AMHERST, Mass. – A mobile weather app that would allow officials to send targeted, neighborhood-level warnings of approaching severe weather, something that might have helped residents of Hadley and Easthampton this week, is in the early stages of development now in the Dallas-Fort Worth (DFW) area, led by researchers at the University of Massachusetts Amherst.
Brenda Philips, an economist and co-director of the Collaborative Sensing of the Atmosphere (CASA) center at UMass Amherst, has a four-year, $2.48 million National Science Foundation grant to study how the mobile devices in our pockets, bags and backpacks can be enlisted as part of the next generation of weather warning systems in the coming decade.
“With mobile phone ownership ballooning to an estimated 85 percent of American adults in recent years, it makes sense to use the opportunity,” she says. “People want to know precisely if severe winds or hail is headed towards their homes, workplaces or schools. It’s not enough to know that their county is under a threat. Smart phones and tablets can deliver this information in a way that is relevant to an individual user. ”
However, being able to issue neighborhood-level severe weather or flood alerts is difficult with the current, 30-year-old weather radar system in place nationally, Philips stresses. To identify the type of threat and pinpoint its location with such accuracy, an entirely new system of ground-level, networked radars like the CASA system is needed.
Over the past year, CASA, with industrial and university partners, installed such a system of five radar units this year in the DFW area, and it is now delivering an entirely new kind of weather information to forecasters there. Each the size of a microwave oven plus a 36-inch dish, the five X-band radars are deployed on rooftops and towers.
When forecasters predict the chance of approaching severe weather, the CASA system swings into action. Because the areas covered by each of these smaller, near-ground CASA radars overlap, they can conduct “smart” scans focused on areas of greatest concern and give a precise location. The CASA system also “looks into” a storm to detect such details as wind shear, hail, debris fields and raindrop size, providing information five to 10 times more detailed than current radars, according to CASA team member V. Chandrasekar at Colorado State University.
CASA data also come more often.

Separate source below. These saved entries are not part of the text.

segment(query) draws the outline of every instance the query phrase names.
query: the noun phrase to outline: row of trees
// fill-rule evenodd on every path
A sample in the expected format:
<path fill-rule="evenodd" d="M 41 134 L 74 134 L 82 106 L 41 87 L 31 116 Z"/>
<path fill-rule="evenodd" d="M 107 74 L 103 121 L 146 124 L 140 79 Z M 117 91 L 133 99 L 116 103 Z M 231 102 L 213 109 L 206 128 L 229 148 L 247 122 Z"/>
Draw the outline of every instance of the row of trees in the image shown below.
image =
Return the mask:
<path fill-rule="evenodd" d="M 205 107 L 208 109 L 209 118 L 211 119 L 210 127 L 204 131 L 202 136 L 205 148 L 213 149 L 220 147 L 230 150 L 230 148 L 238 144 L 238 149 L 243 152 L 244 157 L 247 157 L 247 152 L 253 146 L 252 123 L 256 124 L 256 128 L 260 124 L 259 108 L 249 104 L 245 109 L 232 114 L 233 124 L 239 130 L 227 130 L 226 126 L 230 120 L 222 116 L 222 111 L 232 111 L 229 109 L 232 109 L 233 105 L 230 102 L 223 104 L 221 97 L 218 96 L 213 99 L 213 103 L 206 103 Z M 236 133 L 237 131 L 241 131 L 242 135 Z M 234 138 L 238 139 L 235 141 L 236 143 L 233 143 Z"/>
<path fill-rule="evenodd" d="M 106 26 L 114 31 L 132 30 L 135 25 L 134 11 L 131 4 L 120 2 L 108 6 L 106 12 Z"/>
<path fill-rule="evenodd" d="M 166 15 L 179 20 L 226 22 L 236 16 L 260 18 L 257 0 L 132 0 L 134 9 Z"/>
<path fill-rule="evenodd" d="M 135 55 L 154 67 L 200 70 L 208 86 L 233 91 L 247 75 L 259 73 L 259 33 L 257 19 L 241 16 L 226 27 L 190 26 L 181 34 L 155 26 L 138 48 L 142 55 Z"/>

While the current national system sweeps every five minutes, CASA radars in the DFW testbed sweep and transmit data once per minute, a critical difference in life-threatening situations.
For developing the mobile device app to bring the capability of localized warnings to individuals and neighborhoods, the CASA team is now holding focus groups to learn what sort of information people want to receive and how.
Next spring, with the grant from NSF’s Hazard Science, Engineering and Education for Sustainability (SEES) program, Philips and colleagues at the University of Delaware will recruit hundreds of volunteers in the DFW area for study of an app on their mobile devices. It will offer participants real-time, location-specific severe weather and flood warnings, plus timing and other information to help them respond.
As she explains, “Right now, you must identify yourself as being at risk from severe weather by listening to radio or television. Some apps will notify you, but you subscribe by zip code, or county, which can be a very large area. With the new CASA array now up and running in the DFW metroplex, we’re piloting a system that can deliver hyper-local, user-customized warnings.”
A key part of the research is testing new kinds of communications infrastructure, optimized for mobile devices, where people can customize warnings. CASA co-director Michael Zink says, “In our approach, warnings can be sent to users based on their preference settings. For example, a user can specify that she wants to get warnings not only for herself but also for a location of a family member or friend. Based on localization information, a warning will only be given if the family member is actually at the location during the duration of the warning.”
Philips adds, “Once we have people using it, we’ll have a rich source of information on how they use it, where they move when they receive a warning, how they respond at different times of the day, and the type of information that helps people to respond. In that way, we can make a concrete link between weather technology and public response to improve our warning process.”
In Texas, CASA radars are located at the University of Texas at Arlington, in the Town of Addison, City of Cleburne, City of Midlothian and at the University of North Texas, Denton. Behind the scenes, the CASA team led by UMass Amherst with partners to optimize forecasting infrastructure and factors such as Internet and computing requirements.
CASA was developed by the National Science Foundation’s Engineering Research Center program and at UMass Amherst by the Jerome M. Paros Fund for Measurement and Environmental Sciences Research. Raytheon, EWR Weather Radar, Ridgeline Instruments and the National Weather Service are also partners. Its developers hope to see the system nationally deployed over the next decade in major metropolitan areas across the country.